I begin by apologizing to historians. You are not the only ones who play games with numbers and make absurdly silly claims. Nouriel Roubini, a professor at the NYU Stern School of Business, has earned my tenth AS Award for showing that economists also can do these things.

In an article in Wednesday’s Globe and Mail, Roubini made the outlandish suggestions “official measures of GDP may grossly overstate growth in the economy, as they don’t capture the fact that business sentiment among small firms is abysmal and their output is still falling sharply. Properly corrected for this, third quarter GDP may have been 2 per cent rather than 3.5 per cent.”

All of sudden, Roubini is an expert on national income accounting. Does he really believe that he knows better than the experts?

He also claimed: “Many of the lost jobs – in construction, finance, and outsourced manufacturing and services [what is he talking about here?] – are gone forever, and recent studies suggest that a quarter of U.S. jobs can be fully outsourced over time to other countries.

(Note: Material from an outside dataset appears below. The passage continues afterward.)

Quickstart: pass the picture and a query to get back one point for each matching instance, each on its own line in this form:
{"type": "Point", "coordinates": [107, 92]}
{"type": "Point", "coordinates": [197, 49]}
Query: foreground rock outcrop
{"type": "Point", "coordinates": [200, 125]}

Thus, a growing proportion of the work force – often below the radar screen of official statistics – is losing hope of finding gainful employment.”

He cannot be serious that the jobs lost during the recession will never return, or that large numbers of the unemployed will never find meaningful employment? In Western Europe, he might be right; but not in the United States. Obviously, he has not looked  at the dynamics of the labor market. And even if more jobs are eventually outsourced, this does not mean that many more new jobs will not be created.

While there is more that is absurdly silly in his article, I end with the following. At one point he says: “non-prime borrowers do not have much access to mortgages and credit cards. They live from paycheque to paycheque.” Later he states: “while higher-income and wealthier households have a buffer of savings to smooth consumption and avoid having to increase savings, most lower income households must save more…As a result, the household savings rate has risen from zero to 4 per cent”.

Let’s see if I get this right. On the one hand, low income Americans can barely make ends meet. On the other hand, these same people must save more, and as a result the savings rate has risen sharply. I don’t get it! And I suspect that if Roubini re-read his article, neither would he.